有时。豆豆睡到半夜突然间爬起身,惊恐地问爷爷:“爷爷,院子里是谁?”
爷爷把豆豆摁进被窝,吓唬孙子:“不要说话,院子里来了毛胡(方言,狼)!”
豆豆知道,“毛胡”就是野狼。有的孩子晚上爱哭,大人总是吓唬孩子:“毛胡来了!”可是豆豆总是疑惑不解,娘为什么不怕毛胡?毛胡闯进娘的屋子干啥?停一会儿娘住的屋子好像老鼠偷油悉悉索索,紧接着传来了娘那夜猫子叫春似地喊声。小豆豆问爷爷:“毛胡欺负娘,你为什么不去管管?”
豆瓜爹用一双大手把孙子的耳朵捂住,佯装发怒:“碎(小)娃娃,不该问的别问!”
一年一度的割烟时节到了,往年这时,水上漂总是提着罐罐,起早贪黑地割烟。那可是满地的软黄金,割一天烟就能赚得几块银元。可是自从疙瘩上了水上漂的炕以后,水上漂再也不去割烟。穷乡僻壤的山村,篱笆墙隔不断流言蜚语,疙瘩跟水上漂的那一点破事早已人所共知。不过大家不会在意,谁家锅底没黑?太阳照样从东边升起,从西边落下,谁也不会为了别人的家长里短去搬弄是非。疙瘩照旧每天晚上把马拴在村口的树桩上,明目张胆地从篱笆墙的豁口进入水上漂屋子,跟水上漂在土炕上颠鸾倒凤,天明时穿上裤子离去。临走时交待水上漂:“再把妹子养活着。”
水上漂活了二十多岁,难得这样清闲。每天中午她把自己收拾干净,一件红格子夹袄格外鲜艳,脚上穿一双绣着牡丹的红鞋,葱绿色的老布裤子紧紧包裹着肥肥的尻蛋子,一根粗辫子在脖子上绾一扎,掉在胸前,两只大****颤颤地,让人看着眼馋。

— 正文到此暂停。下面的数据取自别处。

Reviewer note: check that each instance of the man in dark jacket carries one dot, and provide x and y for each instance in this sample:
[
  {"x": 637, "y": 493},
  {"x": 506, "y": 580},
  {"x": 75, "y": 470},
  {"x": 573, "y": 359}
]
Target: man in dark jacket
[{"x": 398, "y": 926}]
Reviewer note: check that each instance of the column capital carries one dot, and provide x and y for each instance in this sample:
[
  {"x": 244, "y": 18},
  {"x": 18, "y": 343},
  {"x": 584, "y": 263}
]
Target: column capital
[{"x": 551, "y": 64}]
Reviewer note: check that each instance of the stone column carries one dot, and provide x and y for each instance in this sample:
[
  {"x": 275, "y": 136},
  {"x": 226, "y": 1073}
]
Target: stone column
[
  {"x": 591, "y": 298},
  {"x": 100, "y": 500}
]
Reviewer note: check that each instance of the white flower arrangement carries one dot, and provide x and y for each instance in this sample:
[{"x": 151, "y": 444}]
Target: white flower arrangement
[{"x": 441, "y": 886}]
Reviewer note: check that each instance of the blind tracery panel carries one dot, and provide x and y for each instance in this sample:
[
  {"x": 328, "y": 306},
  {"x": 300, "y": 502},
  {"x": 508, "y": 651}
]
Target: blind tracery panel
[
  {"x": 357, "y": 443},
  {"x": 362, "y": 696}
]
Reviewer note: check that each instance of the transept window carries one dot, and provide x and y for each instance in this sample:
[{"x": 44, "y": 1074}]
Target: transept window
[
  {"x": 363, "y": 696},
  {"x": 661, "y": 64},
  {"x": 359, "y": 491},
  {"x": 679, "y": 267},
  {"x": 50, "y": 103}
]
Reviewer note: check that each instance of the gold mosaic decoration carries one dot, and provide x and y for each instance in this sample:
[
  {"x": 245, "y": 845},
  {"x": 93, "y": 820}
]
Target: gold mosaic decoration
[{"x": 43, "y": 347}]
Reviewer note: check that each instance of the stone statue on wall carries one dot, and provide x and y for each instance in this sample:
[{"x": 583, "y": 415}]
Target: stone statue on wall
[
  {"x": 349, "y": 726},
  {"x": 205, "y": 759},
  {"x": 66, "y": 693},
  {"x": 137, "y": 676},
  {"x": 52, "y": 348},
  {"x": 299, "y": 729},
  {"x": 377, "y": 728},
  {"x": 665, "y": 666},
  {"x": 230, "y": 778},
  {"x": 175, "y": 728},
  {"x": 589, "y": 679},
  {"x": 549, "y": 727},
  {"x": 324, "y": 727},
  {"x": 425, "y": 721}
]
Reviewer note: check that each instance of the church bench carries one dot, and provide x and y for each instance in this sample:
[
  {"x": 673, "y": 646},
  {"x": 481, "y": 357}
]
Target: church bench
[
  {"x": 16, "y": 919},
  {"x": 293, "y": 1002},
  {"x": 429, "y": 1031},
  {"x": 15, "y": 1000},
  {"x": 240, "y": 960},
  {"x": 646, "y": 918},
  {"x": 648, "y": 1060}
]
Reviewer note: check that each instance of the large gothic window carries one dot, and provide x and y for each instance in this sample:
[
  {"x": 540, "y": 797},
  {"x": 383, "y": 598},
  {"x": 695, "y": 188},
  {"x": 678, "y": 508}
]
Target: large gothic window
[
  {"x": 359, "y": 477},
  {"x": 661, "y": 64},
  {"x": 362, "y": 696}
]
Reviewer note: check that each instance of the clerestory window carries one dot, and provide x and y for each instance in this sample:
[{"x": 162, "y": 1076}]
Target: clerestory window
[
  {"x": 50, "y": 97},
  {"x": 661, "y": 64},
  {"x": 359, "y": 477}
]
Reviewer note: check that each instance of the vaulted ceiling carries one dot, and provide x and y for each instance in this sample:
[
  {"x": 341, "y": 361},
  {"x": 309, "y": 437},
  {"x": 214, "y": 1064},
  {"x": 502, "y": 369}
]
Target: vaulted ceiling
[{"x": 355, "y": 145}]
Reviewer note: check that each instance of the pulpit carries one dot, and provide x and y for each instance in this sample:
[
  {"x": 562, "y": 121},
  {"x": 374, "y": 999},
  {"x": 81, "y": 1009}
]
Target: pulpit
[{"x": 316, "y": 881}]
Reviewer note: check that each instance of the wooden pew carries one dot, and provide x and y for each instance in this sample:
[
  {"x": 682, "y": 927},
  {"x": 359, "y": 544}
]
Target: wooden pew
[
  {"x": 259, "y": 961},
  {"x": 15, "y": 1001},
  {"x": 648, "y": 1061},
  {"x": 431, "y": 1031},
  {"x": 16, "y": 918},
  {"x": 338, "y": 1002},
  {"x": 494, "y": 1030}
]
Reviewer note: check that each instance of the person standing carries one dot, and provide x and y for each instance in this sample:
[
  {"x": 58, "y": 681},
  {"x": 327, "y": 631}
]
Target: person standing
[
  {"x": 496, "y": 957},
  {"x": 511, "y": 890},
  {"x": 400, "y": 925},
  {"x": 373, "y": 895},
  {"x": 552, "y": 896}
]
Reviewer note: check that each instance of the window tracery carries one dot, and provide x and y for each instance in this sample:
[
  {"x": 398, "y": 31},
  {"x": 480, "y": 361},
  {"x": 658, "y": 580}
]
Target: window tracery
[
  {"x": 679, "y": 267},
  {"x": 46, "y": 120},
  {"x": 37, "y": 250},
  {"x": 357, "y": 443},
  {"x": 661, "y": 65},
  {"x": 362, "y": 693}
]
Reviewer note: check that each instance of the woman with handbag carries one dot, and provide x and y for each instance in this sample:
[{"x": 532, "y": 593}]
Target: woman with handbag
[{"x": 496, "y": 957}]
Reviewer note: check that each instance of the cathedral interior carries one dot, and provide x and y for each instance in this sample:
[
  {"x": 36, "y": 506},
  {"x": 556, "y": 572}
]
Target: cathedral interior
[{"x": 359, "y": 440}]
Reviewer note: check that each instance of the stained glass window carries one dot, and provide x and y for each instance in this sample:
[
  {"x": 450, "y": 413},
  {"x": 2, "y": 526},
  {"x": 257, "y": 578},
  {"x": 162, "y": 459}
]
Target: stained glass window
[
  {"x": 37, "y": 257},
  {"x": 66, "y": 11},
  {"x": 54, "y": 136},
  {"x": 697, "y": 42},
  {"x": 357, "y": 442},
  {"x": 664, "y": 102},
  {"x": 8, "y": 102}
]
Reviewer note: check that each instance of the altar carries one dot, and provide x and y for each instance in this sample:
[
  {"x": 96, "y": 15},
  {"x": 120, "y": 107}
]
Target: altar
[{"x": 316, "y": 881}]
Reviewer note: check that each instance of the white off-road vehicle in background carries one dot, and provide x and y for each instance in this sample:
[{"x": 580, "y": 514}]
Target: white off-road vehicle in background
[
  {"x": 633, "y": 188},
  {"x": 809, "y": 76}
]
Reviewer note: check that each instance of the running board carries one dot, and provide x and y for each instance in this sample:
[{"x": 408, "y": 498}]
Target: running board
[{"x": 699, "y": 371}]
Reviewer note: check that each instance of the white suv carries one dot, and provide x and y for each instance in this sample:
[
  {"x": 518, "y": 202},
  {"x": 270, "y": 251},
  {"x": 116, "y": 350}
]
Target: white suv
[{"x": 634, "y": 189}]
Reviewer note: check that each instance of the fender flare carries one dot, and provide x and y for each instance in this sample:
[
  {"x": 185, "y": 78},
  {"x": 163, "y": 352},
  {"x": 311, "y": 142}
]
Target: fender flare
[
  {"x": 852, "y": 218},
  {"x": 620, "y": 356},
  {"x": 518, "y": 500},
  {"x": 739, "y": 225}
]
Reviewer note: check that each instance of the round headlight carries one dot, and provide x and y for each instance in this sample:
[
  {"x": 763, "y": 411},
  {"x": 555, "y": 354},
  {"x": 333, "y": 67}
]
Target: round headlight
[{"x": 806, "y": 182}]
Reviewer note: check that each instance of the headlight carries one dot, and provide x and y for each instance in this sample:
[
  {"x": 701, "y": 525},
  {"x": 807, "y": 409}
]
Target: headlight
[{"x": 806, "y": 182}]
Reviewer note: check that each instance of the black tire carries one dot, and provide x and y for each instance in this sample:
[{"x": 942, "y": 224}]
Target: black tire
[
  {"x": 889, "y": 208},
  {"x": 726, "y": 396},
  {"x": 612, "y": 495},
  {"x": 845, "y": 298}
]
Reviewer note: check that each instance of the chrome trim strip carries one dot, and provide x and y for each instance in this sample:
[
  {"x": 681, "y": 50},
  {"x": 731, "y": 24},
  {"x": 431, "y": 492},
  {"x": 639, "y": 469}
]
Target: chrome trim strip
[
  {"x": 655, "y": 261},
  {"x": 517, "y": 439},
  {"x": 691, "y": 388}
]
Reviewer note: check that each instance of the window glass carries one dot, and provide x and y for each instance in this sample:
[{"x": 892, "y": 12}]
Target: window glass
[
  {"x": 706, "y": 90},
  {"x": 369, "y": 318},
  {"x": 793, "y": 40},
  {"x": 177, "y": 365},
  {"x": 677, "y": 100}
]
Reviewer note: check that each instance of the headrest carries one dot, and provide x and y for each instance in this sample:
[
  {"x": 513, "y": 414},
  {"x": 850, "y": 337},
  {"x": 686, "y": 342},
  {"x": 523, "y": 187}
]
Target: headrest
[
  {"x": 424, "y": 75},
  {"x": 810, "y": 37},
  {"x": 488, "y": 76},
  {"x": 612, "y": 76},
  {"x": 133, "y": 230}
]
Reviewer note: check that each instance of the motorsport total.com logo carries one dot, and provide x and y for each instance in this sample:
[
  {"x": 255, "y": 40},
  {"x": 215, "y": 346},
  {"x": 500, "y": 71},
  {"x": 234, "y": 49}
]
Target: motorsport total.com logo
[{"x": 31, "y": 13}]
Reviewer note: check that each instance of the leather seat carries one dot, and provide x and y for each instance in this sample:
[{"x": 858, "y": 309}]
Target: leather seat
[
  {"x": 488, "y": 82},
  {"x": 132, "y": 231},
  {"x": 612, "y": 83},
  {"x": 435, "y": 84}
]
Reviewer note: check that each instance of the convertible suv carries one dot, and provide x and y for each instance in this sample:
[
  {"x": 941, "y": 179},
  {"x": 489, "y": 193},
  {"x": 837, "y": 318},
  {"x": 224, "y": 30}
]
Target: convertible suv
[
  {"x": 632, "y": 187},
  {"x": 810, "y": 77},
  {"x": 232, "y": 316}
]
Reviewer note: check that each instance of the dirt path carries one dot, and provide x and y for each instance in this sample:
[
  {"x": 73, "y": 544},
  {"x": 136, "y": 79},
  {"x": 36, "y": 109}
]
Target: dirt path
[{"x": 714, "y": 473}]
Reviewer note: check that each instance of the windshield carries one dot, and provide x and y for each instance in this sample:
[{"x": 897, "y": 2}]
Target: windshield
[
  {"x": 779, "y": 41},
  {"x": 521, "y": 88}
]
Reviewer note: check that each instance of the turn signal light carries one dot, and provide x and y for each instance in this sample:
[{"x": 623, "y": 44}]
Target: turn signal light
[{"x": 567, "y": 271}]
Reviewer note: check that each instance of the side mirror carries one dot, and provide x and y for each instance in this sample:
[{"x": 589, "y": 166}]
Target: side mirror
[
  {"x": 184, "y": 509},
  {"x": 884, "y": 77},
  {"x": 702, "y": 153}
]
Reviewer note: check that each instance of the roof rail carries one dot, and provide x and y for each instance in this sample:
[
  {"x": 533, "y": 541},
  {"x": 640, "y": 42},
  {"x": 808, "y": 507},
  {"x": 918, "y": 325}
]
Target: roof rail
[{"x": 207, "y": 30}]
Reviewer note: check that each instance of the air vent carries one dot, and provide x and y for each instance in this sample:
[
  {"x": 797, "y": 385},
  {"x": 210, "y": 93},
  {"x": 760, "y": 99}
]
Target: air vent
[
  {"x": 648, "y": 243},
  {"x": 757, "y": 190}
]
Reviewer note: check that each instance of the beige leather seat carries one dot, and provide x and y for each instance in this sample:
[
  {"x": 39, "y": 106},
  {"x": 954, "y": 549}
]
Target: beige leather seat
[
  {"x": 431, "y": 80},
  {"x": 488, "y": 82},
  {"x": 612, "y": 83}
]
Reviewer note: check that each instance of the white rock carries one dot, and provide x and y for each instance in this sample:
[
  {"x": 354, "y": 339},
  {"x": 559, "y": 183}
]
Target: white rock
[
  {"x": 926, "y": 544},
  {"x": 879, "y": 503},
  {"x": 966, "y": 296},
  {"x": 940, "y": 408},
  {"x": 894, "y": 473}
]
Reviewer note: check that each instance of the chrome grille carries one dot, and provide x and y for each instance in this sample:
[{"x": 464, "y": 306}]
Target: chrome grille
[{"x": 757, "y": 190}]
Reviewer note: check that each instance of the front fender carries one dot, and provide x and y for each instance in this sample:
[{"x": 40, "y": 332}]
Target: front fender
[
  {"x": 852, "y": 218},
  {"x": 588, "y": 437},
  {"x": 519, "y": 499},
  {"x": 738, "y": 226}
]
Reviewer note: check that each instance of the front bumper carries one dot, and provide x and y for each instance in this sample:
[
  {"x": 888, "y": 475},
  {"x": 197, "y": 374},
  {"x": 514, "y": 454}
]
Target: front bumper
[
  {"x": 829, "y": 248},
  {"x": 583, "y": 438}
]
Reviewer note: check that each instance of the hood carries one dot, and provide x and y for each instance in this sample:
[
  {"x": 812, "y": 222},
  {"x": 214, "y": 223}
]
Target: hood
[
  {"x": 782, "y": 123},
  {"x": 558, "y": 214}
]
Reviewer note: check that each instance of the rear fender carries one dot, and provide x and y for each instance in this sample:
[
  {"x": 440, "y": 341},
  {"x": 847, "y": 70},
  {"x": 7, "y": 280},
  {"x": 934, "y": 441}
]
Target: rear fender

那是郭宇村一道亮丽的风景,村口的歪脖树下站着一个女婵娟。水上漂一边磕着葵花籽一边抱着孩子站在三岔路口张望,她也不知道自己在等什么,心里边总是有些浮躁,感觉中一天的日子过得太慢,女人家对待炕上的那点活路有点贪婪。
可是豆瓜爹不得不去割烟。老家伙割烟主要是为了自己消费,他知道中午太阳最红时割的烟最好,早晨起来豆瓜媳妇做饭,豆瓜爹过足烟瘾,开始在院子里的石头上磨刀。不知道为什么豆瓜爹总是在磨刀。逃荒要饭时随身带的梭标,割草时用的镰刀,砍柴时用的斧头,挖地时用的镢头,锄地时用的锄头,切菜时用的菜刀,割烟时用的小刀。有些工具早已不用,豆瓜爹总是磨了一遍又一遍,把那些工具磨得铮亮,磨刀成了豆瓜爹的嗜好。
老实说水上漂对公爹不错,是公爹把水上漂从半道上捡回来,让水上漂做了儿子豆瓜的媳妇,水上漂知恩图报,对公爹照顾的非常周到。前几年甚至心甘情愿地为公爹献身,跟公爹在一起鬼混。把婆婆气的离家出走,在仙姑庵当了尼姑。
水上漂不知道公爹为什么老在磨刀,一见公爹磨刀水上漂就有点心神不宁,感觉中公爹也有点心理变态,跟村里任何人都不交往,唯独跟孙子豆豆在一起,才能显出一个老人的慈祥。
不过水上漂也不去多想,心想公爹不会把儿子媳妇怎么样,况且两个人互相依靠,那一次豆瓜爹自残,如果没有水上漂精心照料,豆瓜爹就活不到今天。
人都知道感恩,感恩是人的本能。豆瓜媳妇把饭做好,用木盘端上炕,一家三口围在一起吃饭,小豆豆仰起脖子问妈妈:“娘,昨夜毛胡(狼)闯进你的屋子,你怕不怕?”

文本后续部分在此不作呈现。